Lookout was kept on the cliffs; and any whale captured was towed in on the high tide, so that it was left high and dry on the tide going down, and flensed before next tide, the blubber being tried out, and the oil stored in casks until called for. The party worked for some time in Caroline Bay, and afterwards for a shorter period at Patiti Point.

Whale Creek received its name from the fact that the carcasses were towed in at that part of the beach for stripping. The boat that called for the oil at Timaru was the Harriet, Jos. Price being chief officer. He left the boat in December, 1839, and started whaling on his own account at Ikoraki, Banks Peninsula. Price shipped in September, 1831, on board the Caroline for a whaling cruise; but whether Caroline Bay was named after this ship, or after another Caroline, a whaler that frequented the coast up till the year 1835, is not known.

No doubt one reason for abandoning the fishery, setting aside the failing of the Weller Brothers, was the decrease in the number of whales frequenting the coast. There was a general decline throughout the grounds: at Taieri, for instance, during the three years of its existence, 1839 to 1841, only 93 tuns of oil were taken; the last year's take was only 8 tuns.

Whilst whales have deserted their old haunts, they are still seen occasionally, three very large ones making their appearance in the roadstead so recently as 31st July, 1884. Their prevalence during the 1869 season caused a public meeting to be held in Timaru on 5th August, with a view to forming a whaling company.
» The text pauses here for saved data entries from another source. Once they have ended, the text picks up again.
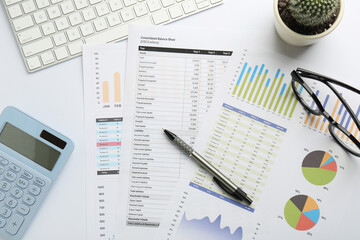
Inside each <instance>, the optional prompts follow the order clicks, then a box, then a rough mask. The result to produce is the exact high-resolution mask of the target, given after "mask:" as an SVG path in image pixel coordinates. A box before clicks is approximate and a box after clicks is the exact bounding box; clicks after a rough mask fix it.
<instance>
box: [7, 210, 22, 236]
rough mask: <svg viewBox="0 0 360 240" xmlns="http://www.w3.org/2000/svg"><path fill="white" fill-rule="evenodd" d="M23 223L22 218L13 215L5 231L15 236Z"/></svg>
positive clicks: (21, 217) (17, 215)
mask: <svg viewBox="0 0 360 240" xmlns="http://www.w3.org/2000/svg"><path fill="white" fill-rule="evenodd" d="M23 222H24V217H23V216H20V215H19V214H14V216H13V217H12V218H11V219H10V221H9V223H8V225H7V226H6V231H7V232H8V233H10V234H12V235H15V234H16V233H17V232H18V231H19V228H20V227H21V225H22V224H23Z"/></svg>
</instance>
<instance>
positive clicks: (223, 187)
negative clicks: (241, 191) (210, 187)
mask: <svg viewBox="0 0 360 240" xmlns="http://www.w3.org/2000/svg"><path fill="white" fill-rule="evenodd" d="M213 180H214V181H215V182H216V184H217V185H219V187H221V188H222V189H223V190H224V191H225V192H226V193H227V194H229V195H230V196H233V197H235V198H238V197H239V196H235V194H234V192H233V191H231V190H230V189H229V188H228V187H226V186H225V184H223V183H222V182H221V181H220V180H219V179H217V178H216V177H213ZM240 200H243V199H240Z"/></svg>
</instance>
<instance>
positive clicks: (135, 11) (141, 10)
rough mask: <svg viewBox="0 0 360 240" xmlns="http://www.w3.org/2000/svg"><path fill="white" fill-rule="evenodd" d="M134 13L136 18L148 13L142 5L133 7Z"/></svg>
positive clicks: (143, 3)
mask: <svg viewBox="0 0 360 240" xmlns="http://www.w3.org/2000/svg"><path fill="white" fill-rule="evenodd" d="M134 11H135V14H136V16H137V17H141V16H144V15H146V14H147V13H148V11H147V8H146V6H145V4H144V3H141V4H138V5H136V6H134Z"/></svg>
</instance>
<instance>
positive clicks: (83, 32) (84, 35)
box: [80, 23, 94, 37]
mask: <svg viewBox="0 0 360 240" xmlns="http://www.w3.org/2000/svg"><path fill="white" fill-rule="evenodd" d="M80 30H81V33H82V35H83V36H84V37H86V36H88V35H91V34H93V33H94V28H93V26H92V24H91V23H86V24H84V25H82V26H80Z"/></svg>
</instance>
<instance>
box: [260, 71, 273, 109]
mask: <svg viewBox="0 0 360 240" xmlns="http://www.w3.org/2000/svg"><path fill="white" fill-rule="evenodd" d="M270 81H271V79H270V78H269V79H268V80H267V82H266V85H265V88H264V90H263V93H262V94H261V97H260V100H259V106H260V105H261V102H262V100H263V98H264V96H265V93H266V90H267V89H268V87H269V85H270Z"/></svg>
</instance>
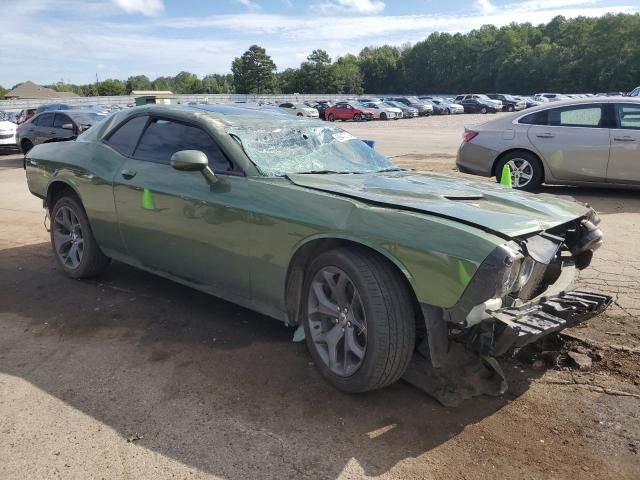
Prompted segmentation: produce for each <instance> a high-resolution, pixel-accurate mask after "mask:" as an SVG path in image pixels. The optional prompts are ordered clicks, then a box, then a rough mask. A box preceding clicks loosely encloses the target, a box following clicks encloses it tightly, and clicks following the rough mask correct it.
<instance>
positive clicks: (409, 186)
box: [289, 171, 589, 238]
mask: <svg viewBox="0 0 640 480" xmlns="http://www.w3.org/2000/svg"><path fill="white" fill-rule="evenodd" d="M289 179H290V180H291V181H292V182H293V183H294V184H296V185H298V186H300V187H305V188H312V189H315V190H322V191H325V192H330V193H334V194H337V195H344V196H347V197H351V198H356V199H359V200H362V201H365V202H371V203H375V204H378V205H380V206H385V207H389V208H397V209H401V210H410V211H417V212H420V213H425V214H431V215H435V216H439V217H444V218H449V219H453V220H456V221H460V222H463V223H466V224H469V225H473V226H475V227H478V228H480V229H482V230H486V231H490V232H492V233H494V234H497V235H500V236H502V237H509V238H511V237H515V236H520V235H526V234H530V233H534V232H539V231H542V230H546V229H549V228H551V227H554V226H556V225H561V224H563V223H567V222H569V221H571V220H575V219H576V218H579V217H582V216H584V215H586V214H587V213H588V212H589V208H588V207H586V206H585V205H583V204H580V203H577V202H575V201H572V200H565V199H562V198H559V197H556V196H554V195H548V194H537V195H534V194H530V193H526V192H521V191H517V190H513V189H509V188H507V187H504V186H502V185H499V184H496V183H492V182H488V181H475V180H466V179H463V178H460V177H453V176H448V175H441V174H433V173H419V172H414V171H400V172H387V173H378V174H341V175H340V174H337V175H322V174H319V175H313V174H311V175H309V174H299V175H296V174H292V175H289Z"/></svg>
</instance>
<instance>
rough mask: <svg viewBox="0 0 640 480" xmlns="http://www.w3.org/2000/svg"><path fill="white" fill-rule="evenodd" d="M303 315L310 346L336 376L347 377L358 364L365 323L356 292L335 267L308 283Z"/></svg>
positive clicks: (361, 359)
mask: <svg viewBox="0 0 640 480" xmlns="http://www.w3.org/2000/svg"><path fill="white" fill-rule="evenodd" d="M307 315H308V322H309V330H310V332H311V339H312V342H313V347H314V348H315V350H316V352H317V353H318V355H319V356H320V358H321V359H322V361H323V362H324V364H325V365H326V366H327V367H328V368H329V370H331V371H332V372H333V373H335V374H336V375H339V376H341V377H349V376H351V375H353V374H354V373H355V372H356V371H357V370H358V368H360V366H361V365H362V362H363V361H364V358H365V352H366V348H367V321H366V316H365V313H364V306H363V305H362V300H361V297H360V294H359V292H358V289H357V288H356V286H355V284H354V283H353V281H352V280H351V278H349V276H348V275H347V274H346V273H345V272H344V271H343V270H341V269H339V268H337V267H332V266H327V267H324V268H322V269H321V270H319V271H318V273H316V275H315V276H314V277H313V280H312V281H311V284H310V287H309V293H308V300H307Z"/></svg>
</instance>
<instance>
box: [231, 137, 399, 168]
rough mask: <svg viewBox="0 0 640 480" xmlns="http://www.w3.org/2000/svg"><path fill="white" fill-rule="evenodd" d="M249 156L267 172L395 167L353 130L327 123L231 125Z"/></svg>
mask: <svg viewBox="0 0 640 480" xmlns="http://www.w3.org/2000/svg"><path fill="white" fill-rule="evenodd" d="M227 132H228V133H229V134H230V135H232V136H233V137H234V138H236V139H237V140H239V142H240V143H241V145H242V147H243V149H244V151H245V152H246V154H247V156H248V157H249V158H250V159H251V161H253V163H255V164H256V166H257V167H258V168H259V169H260V171H261V172H262V173H263V174H265V175H268V176H283V175H287V174H293V173H369V172H380V171H389V170H395V169H397V168H398V167H397V166H396V165H395V164H394V163H393V162H392V161H391V160H389V159H388V158H387V157H385V156H384V155H382V154H380V153H378V152H377V151H376V150H375V149H373V148H371V147H369V145H367V144H366V143H364V142H363V141H362V140H358V139H357V138H356V137H354V136H353V135H351V134H350V133H347V132H345V131H344V130H341V129H339V128H336V127H328V126H300V127H298V126H274V127H262V128H255V127H251V128H249V127H229V128H228V129H227Z"/></svg>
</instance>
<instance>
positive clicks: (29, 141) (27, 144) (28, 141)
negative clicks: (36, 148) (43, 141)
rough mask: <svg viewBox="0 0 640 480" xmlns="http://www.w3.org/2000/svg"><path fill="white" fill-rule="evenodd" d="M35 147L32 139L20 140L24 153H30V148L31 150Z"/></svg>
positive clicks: (21, 147) (20, 145)
mask: <svg viewBox="0 0 640 480" xmlns="http://www.w3.org/2000/svg"><path fill="white" fill-rule="evenodd" d="M32 148H33V143H32V142H31V140H27V139H25V140H23V141H22V142H20V149H21V150H22V153H24V154H25V155H26V154H27V153H29V150H31V149H32Z"/></svg>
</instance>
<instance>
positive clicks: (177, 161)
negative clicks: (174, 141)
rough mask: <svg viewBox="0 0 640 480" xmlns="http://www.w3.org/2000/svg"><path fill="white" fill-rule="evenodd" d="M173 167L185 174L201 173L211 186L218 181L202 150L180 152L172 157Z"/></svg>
mask: <svg viewBox="0 0 640 480" xmlns="http://www.w3.org/2000/svg"><path fill="white" fill-rule="evenodd" d="M170 161H171V166H172V167H173V168H175V169H176V170H181V171H183V172H201V173H202V175H203V176H204V178H205V179H206V180H207V182H208V183H209V184H210V185H213V184H214V183H216V182H217V181H218V179H217V178H216V176H215V174H214V173H213V171H212V170H211V169H210V168H209V159H208V158H207V156H206V155H205V154H204V153H203V152H201V151H200V150H180V151H179V152H176V153H174V154H173V155H171V160H170Z"/></svg>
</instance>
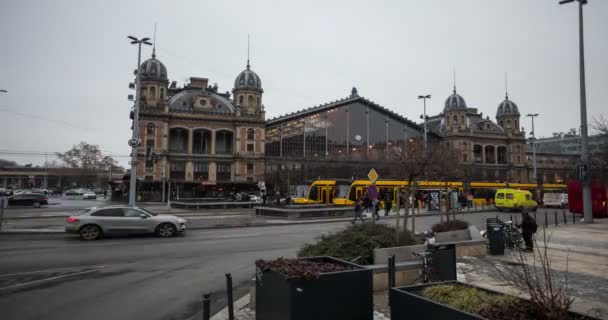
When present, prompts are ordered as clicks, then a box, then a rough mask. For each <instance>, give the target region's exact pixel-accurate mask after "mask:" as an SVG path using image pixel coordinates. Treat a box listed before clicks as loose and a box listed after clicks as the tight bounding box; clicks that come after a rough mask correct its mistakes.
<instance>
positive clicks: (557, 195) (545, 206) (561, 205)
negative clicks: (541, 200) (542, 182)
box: [543, 193, 568, 208]
mask: <svg viewBox="0 0 608 320" xmlns="http://www.w3.org/2000/svg"><path fill="white" fill-rule="evenodd" d="M543 205H544V206H545V207H546V208H551V207H554V208H568V194H567V193H545V195H544V196H543Z"/></svg>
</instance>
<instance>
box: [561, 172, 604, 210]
mask: <svg viewBox="0 0 608 320" xmlns="http://www.w3.org/2000/svg"><path fill="white" fill-rule="evenodd" d="M606 201H607V200H606V186H605V185H604V184H603V183H601V182H592V183H591V211H592V212H593V217H594V218H602V217H607V216H608V208H607V207H606V205H607V202H606ZM568 207H569V209H570V212H572V213H578V214H583V184H582V183H581V182H580V181H578V180H570V181H568Z"/></svg>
A temporary reappearance of whales would not, however, justify the expenditure that the formation of a company would entail, and the project was dropped, though Captain Crawford declared his intention of starting a whaling establishment, with W. G. McPherson, at the mouth of the Opihi.

Fur seals more frequently make their appearance in the harbour at various times; one appeared at the breakwater on 16th October, 1883; it was followed to Patiti Point, and secured. It measured 7 ft. long and 4 ft. 6 in. in girth.

Seeing that the men hitherto frequenting Canterbury were seafaring men, it is not to be expected that any particulars of the interior of the country should be learned from them: indeed, the only record they have left, when they have left any at all, is a record of shipping and fishing — almost purely maritime details. Seeing, again, that they were mostly unlettered men, it is only by the rarest chance that anything whatever can be learned of or from them.